Deux CD, quatre pièces improvisées, huit musiciens. Une équation simple mais qui a quelque chose de monumental pour ce disque paru sur le label d'Ernesto Rodrigues, également présent sur ce disque, à la direction, à l'alto, mais aussi à la harpe, aux métronomes et différents objets acoustiques. A ses côtés, on retrouve de nombreux fidèles de la scène portugaise, la plupart étant des collaborateurs réguliers d'Ernesto, tels son fils Guilherme, au violoncelle, Abdul Moimême à la guitare électrique préparée et Carlos Santos à l'électronique et aux "éléments piézoélectriques"; mais également Gil Gonçalves au tuba, Nuno Torres au saxophone alto, Armando Perreira à l'accordéon et au piano jouet, et enfin, José Oliveira aux percussions.
Une formation instrumentale impressionnante, dense et presque exhaustive (dans la mesure où on retrouve toutes les familles d'instruments). Mais contrairement à ce qu'on pourrait présager, ces quatre longues improvisations sont tout de même très espacées, les musiciens ne sont que très rarement plus de quatre à jouer simultanément. La musique semble dirigée, et Ernesto prend bien soin de laisser de la place à chacun, un peu à la manière d'une Klangfarbenmelodie mais très étirée ici. Pas de pointillisme à la Webern, les musiciens portugais posent plutôt des nappes longues et étirées, où l'espace entre chaque timbre prend autant d'importance que le timbre lui-même. Un timbre rentre, donc, puis un second, puis un troisième, tandis que le premier se retire et ainsi de suite. L'espace sonore n'est jamais saturé, le temps est lisse mais les fractures sont constantes, fractures de timbres à l'intérieur d'une durée lisse et d'une pulsation indéterminée parce que absente. Les changements d'ambiances et de textures sont incessants, aucun son ne reste en place et s'impose, et pourtant, la linéarité de ces pièces est monolithique (à l'intérieur d'une pièce comme des quatre qui s'enchaînent sans que l'on ne s'en aperçoive). La cohérence qui s'établit dans la continuité est impressionnante et majestueuse. Les cellules de timbres qui s'agencent peuvent parfois être très intenses, très plates, certaines très originales (comme ces métronomes dissymétriques, ou les nappes discrètes de Carlos Santos qui parviennent si bien à appuyer et enrichir n'importe quel type de texture, la profondeur et le charisme du tuba) et d'autres plus convenues. L'octet s'amuse à déployer toutes les combinaisons instrumentales possibles et explore différents agencements de familles instrumentales tout en développant des réponses logiques relativement à chaque cellule, et à l'ensemble de la pièce.

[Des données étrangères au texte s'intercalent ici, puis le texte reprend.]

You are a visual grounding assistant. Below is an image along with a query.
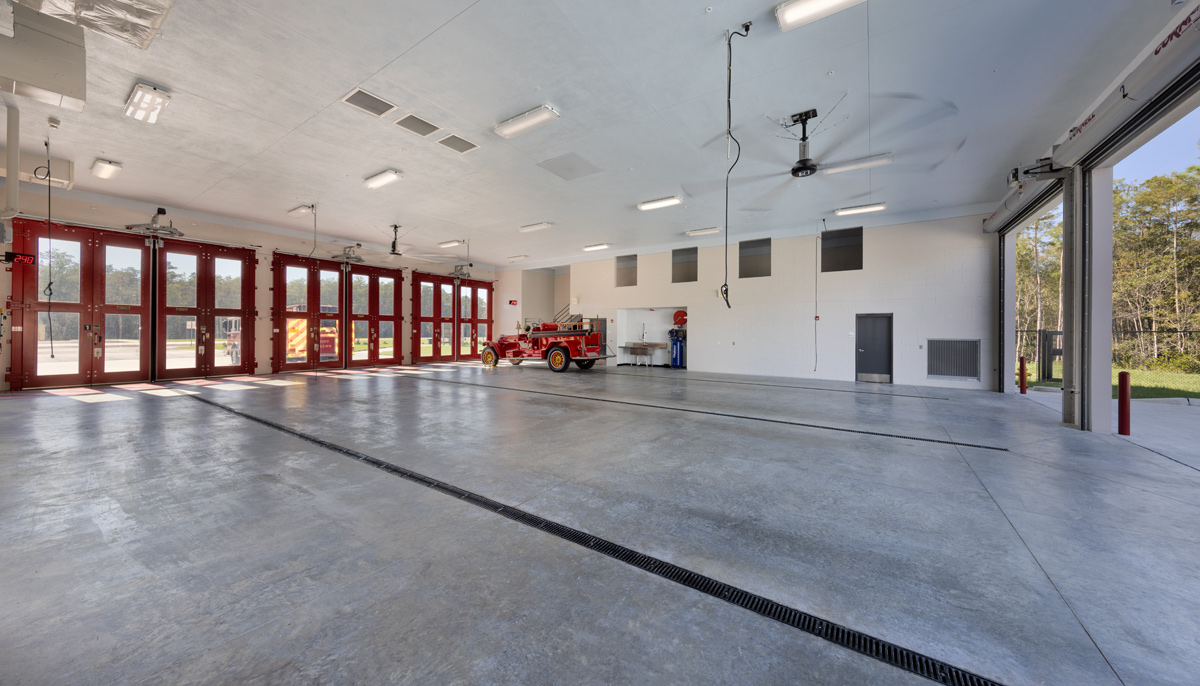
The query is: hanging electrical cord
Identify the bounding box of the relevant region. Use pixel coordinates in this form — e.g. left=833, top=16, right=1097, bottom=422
left=34, top=139, right=55, bottom=358
left=815, top=219, right=825, bottom=372
left=721, top=21, right=752, bottom=309
left=305, top=204, right=318, bottom=258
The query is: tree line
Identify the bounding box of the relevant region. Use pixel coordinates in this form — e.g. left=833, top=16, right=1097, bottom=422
left=1014, top=162, right=1200, bottom=373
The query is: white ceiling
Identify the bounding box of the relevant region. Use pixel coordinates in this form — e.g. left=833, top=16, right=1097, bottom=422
left=0, top=0, right=1181, bottom=269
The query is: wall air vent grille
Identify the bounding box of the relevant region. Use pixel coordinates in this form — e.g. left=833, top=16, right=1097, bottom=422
left=341, top=89, right=396, bottom=118
left=927, top=339, right=981, bottom=380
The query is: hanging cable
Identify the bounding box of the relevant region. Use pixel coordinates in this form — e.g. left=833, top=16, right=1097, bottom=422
left=815, top=220, right=825, bottom=372
left=305, top=204, right=318, bottom=258
left=721, top=22, right=751, bottom=309
left=34, top=140, right=56, bottom=358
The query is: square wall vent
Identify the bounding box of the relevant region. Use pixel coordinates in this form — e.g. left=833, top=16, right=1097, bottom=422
left=395, top=114, right=440, bottom=137
left=437, top=134, right=479, bottom=154
left=341, top=88, right=396, bottom=118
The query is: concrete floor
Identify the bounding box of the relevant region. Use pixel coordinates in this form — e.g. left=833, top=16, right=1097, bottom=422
left=2, top=364, right=1199, bottom=685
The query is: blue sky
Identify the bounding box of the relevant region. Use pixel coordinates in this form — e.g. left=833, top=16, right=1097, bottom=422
left=1113, top=106, right=1200, bottom=183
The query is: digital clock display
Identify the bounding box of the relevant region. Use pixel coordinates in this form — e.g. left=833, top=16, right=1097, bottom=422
left=4, top=251, right=36, bottom=265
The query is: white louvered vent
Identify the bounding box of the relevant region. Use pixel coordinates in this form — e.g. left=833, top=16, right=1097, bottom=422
left=395, top=114, right=440, bottom=137
left=341, top=89, right=396, bottom=118
left=927, top=340, right=980, bottom=380
left=437, top=134, right=479, bottom=154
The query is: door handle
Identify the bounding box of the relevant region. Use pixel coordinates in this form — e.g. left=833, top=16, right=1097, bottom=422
left=858, top=348, right=865, bottom=352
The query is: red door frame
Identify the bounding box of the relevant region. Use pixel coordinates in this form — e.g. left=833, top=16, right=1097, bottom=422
left=9, top=218, right=152, bottom=390
left=156, top=238, right=256, bottom=380
left=410, top=273, right=492, bottom=364
left=272, top=253, right=345, bottom=372
left=457, top=278, right=493, bottom=360
left=347, top=263, right=403, bottom=368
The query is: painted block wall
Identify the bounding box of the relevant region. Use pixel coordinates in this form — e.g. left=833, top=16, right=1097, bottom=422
left=0, top=185, right=493, bottom=391
left=568, top=216, right=998, bottom=389
left=521, top=269, right=556, bottom=324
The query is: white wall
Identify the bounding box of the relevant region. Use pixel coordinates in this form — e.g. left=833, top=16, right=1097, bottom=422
left=521, top=269, right=556, bottom=324
left=493, top=269, right=523, bottom=336
left=570, top=216, right=998, bottom=389
left=553, top=269, right=570, bottom=314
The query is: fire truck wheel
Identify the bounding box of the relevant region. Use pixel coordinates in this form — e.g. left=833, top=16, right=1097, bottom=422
left=510, top=359, right=523, bottom=365
left=481, top=347, right=499, bottom=366
left=547, top=347, right=570, bottom=372
left=575, top=359, right=596, bottom=370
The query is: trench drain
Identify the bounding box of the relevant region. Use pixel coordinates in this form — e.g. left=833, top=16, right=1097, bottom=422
left=191, top=394, right=1006, bottom=686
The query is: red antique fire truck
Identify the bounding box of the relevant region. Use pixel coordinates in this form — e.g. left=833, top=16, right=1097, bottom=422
left=481, top=318, right=612, bottom=372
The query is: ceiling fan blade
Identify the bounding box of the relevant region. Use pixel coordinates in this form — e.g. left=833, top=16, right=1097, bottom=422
left=683, top=172, right=788, bottom=198
left=404, top=255, right=444, bottom=264
left=742, top=177, right=796, bottom=212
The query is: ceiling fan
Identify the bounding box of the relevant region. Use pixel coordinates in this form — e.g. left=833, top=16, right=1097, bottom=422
left=683, top=107, right=894, bottom=202
left=351, top=225, right=455, bottom=264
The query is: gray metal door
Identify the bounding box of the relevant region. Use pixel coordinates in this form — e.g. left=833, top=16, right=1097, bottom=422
left=856, top=314, right=892, bottom=383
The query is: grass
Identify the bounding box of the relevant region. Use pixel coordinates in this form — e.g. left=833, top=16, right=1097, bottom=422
left=1019, top=360, right=1200, bottom=399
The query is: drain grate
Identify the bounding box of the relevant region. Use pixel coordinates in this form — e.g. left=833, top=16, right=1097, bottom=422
left=191, top=394, right=1007, bottom=686
left=414, top=377, right=1006, bottom=452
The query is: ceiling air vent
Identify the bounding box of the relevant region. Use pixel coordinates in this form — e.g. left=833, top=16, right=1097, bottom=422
left=437, top=134, right=479, bottom=154
left=341, top=88, right=396, bottom=118
left=395, top=114, right=440, bottom=137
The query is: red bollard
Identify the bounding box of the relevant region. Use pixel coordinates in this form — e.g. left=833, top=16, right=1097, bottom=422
left=1118, top=371, right=1131, bottom=436
left=1019, top=356, right=1027, bottom=394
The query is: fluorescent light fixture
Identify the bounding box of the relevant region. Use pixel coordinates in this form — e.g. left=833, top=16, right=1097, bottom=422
left=582, top=243, right=610, bottom=252
left=821, top=153, right=893, bottom=175
left=775, top=0, right=867, bottom=32
left=90, top=159, right=122, bottom=179
left=518, top=222, right=553, bottom=233
left=362, top=169, right=402, bottom=189
left=685, top=227, right=722, bottom=236
left=438, top=240, right=464, bottom=249
left=494, top=105, right=560, bottom=139
left=637, top=196, right=682, bottom=211
left=507, top=255, right=528, bottom=263
left=834, top=202, right=887, bottom=216
left=287, top=204, right=314, bottom=217
left=123, top=83, right=171, bottom=124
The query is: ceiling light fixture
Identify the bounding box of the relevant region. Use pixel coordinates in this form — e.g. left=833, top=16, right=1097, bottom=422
left=90, top=159, right=122, bottom=179
left=287, top=204, right=314, bottom=217
left=438, top=240, right=464, bottom=249
left=834, top=202, right=886, bottom=216
left=507, top=255, right=528, bottom=263
left=362, top=169, right=402, bottom=189
left=775, top=0, right=867, bottom=32
left=821, top=153, right=893, bottom=175
left=518, top=222, right=553, bottom=233
left=494, top=105, right=560, bottom=139
left=637, top=196, right=682, bottom=211
left=123, top=83, right=171, bottom=124
left=582, top=243, right=609, bottom=252
left=685, top=227, right=722, bottom=236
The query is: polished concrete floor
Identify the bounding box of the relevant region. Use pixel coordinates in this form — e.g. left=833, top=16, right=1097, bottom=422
left=2, top=364, right=1198, bottom=685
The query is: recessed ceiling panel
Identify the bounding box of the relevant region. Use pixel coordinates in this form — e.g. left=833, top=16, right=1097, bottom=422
left=536, top=152, right=602, bottom=181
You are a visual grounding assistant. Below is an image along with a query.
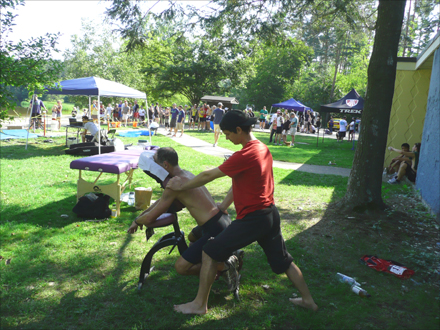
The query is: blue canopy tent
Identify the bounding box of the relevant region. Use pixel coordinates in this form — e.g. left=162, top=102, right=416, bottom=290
left=271, top=98, right=313, bottom=113
left=26, top=77, right=149, bottom=152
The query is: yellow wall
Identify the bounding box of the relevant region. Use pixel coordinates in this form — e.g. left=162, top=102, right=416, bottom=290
left=384, top=68, right=431, bottom=166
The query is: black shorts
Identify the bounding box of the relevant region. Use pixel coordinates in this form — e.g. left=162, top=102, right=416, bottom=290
left=404, top=162, right=417, bottom=182
left=260, top=118, right=266, bottom=123
left=338, top=131, right=346, bottom=138
left=203, top=205, right=293, bottom=274
left=276, top=127, right=283, bottom=134
left=191, top=115, right=197, bottom=122
left=199, top=117, right=206, bottom=122
left=170, top=117, right=177, bottom=128
left=181, top=211, right=231, bottom=265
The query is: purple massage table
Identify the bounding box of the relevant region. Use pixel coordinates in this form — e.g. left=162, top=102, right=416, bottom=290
left=70, top=147, right=158, bottom=216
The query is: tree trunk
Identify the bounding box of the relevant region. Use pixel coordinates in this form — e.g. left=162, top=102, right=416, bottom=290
left=342, top=0, right=406, bottom=212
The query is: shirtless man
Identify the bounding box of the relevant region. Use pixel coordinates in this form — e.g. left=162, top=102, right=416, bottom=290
left=386, top=143, right=411, bottom=175
left=127, top=147, right=241, bottom=285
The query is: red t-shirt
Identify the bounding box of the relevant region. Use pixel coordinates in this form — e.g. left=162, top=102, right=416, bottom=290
left=218, top=140, right=274, bottom=219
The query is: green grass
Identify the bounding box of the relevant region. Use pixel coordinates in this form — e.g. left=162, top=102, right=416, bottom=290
left=184, top=129, right=356, bottom=168
left=1, top=134, right=438, bottom=329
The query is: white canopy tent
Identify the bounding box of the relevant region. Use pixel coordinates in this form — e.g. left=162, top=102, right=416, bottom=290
left=26, top=77, right=150, bottom=152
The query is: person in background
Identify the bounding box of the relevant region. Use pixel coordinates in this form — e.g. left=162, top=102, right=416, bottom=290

Et pourtant, je n'y arrive pas. Peut-être que j'ai un peu trop écouté Ernesto ces derniers temps, je ne sais pas, mais en tout cas, cette continuité constamment brisée par les ruptures texturales tout en étant maintenue dans une temporalité linéaire m'a franchement fatigué. L'espace et l'agencement des timbres est très bien géré, des textures se font à l'intérieur d'un espace vaste, mais le fait que ces textures soient constamment modifiées par le retrait ou l'ajout d'un instrumentiste fait qu'elles n'ont pas le temps de prendre véritablement sens. Malgré une inventivité exceptionnelle de chaque musicien comme du groupe pris dans sa globalité, les architectures sonores proposées ici me paraissent trop froides du fait de leur absence de déploiement dans le temps et de leur fracture incessante. Comme une sorte de pointillisme étirée, de "lignisme" pourrait-on dire, car le groupe trace des lignes sans forcément de rapport les unes avec les autres, des lignes qui s'agencent et se superposent pour former un certain volume (géométrique) précis et déterminé. Et même si la créativité dans la production des lignes est impressionnante, autant que la sensibilité de l'écoute, et l'attention au collectif, l'inconstance des volumes pris dans une temporalité elle très constante dans sa linéarité monolithique m'a plutôt ennuyé. Une musique qui laisse une étrange sensation d'éphémère et d'éternité.